Gdy rywalizacja na konsoli nie była już wystarczająca, postanowili… zbudować własny symulator i stworzyć miejsce dla pasjonatów motorsportu. O przyszłość, zalety czy realizm świata simracingu pytamy twórców wrocławskiej Race Areny.

Simracing. Do niedawna sezonowa ciekawostka, dziś poważny gracz na rynku wirtualnej rozrywki i absolutna podstawa treningu profesjonalnych zespołów. Świat elektronicznego ścigania wciąż się rozwija. I gdy na zachodzie jego popularność dorównuje największym przedstawicielom świata e-Sportu, w Polsce poważny „bum” mamy jeszcze… przed sobą.

Nie mniej jednak, wśród fanów motorsportu oraz entuzjastów gier wyścigowych w Polsce rośnie świadomość, że dzisiejsze zdobycze technologiczne pozwalają na zatarcie granicy pomiędzy symulacją, a światem realnym. Idąc za zachodem dostrzegamy, że wirtualne ściganie to nie tylko zabawa, ale forma treningu, rozwoju umiejętności oraz furtka do… świata motorsportu. Nic więc dziwnego, że profesjonalne centra symulatorów powstały między innymi w Warszawie, Poznaniu, Trójmieście, Białymstoku oraz w Częstochowie.
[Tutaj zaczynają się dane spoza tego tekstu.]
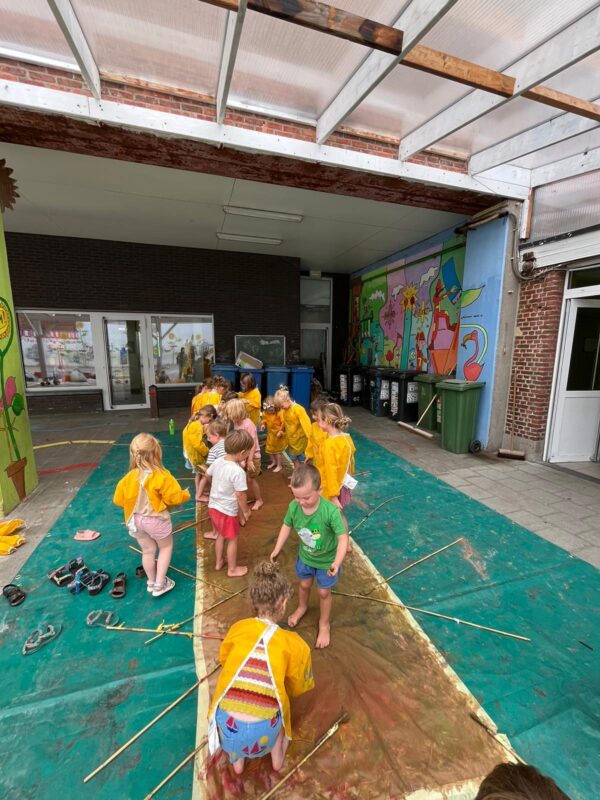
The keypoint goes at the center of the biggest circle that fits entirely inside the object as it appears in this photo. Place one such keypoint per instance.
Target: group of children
(263, 665)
Postanowiłem, że porozmawiam z ludźmi, dla których symulatory czy świat wirtualny jest nie tylko zabawą, ale i sposobem na biznes. O przyszłość simracingu oraz jego charakter zapytałem Filipa Jędrzejczyka Rafała Zagajewskiego, przedstawicieli Race Areny, profesjonalnego centrum symulatorów jazdy, w którym rozpoczęła się też… moja kariera. Okazja była szczególna, bo wrocławska „simownia” obchodziła właśnie pierwsze urodziny.

fot. Race Arena Wrocław

Świat simracingu od zaplecza

JS: Skąd pomysł na stworzenie centrum symulatorów jazdy? Jak powstała i czym tak naprawdę jest Race Arena we Wrocławiu? Jaki cel Wam przyświecał?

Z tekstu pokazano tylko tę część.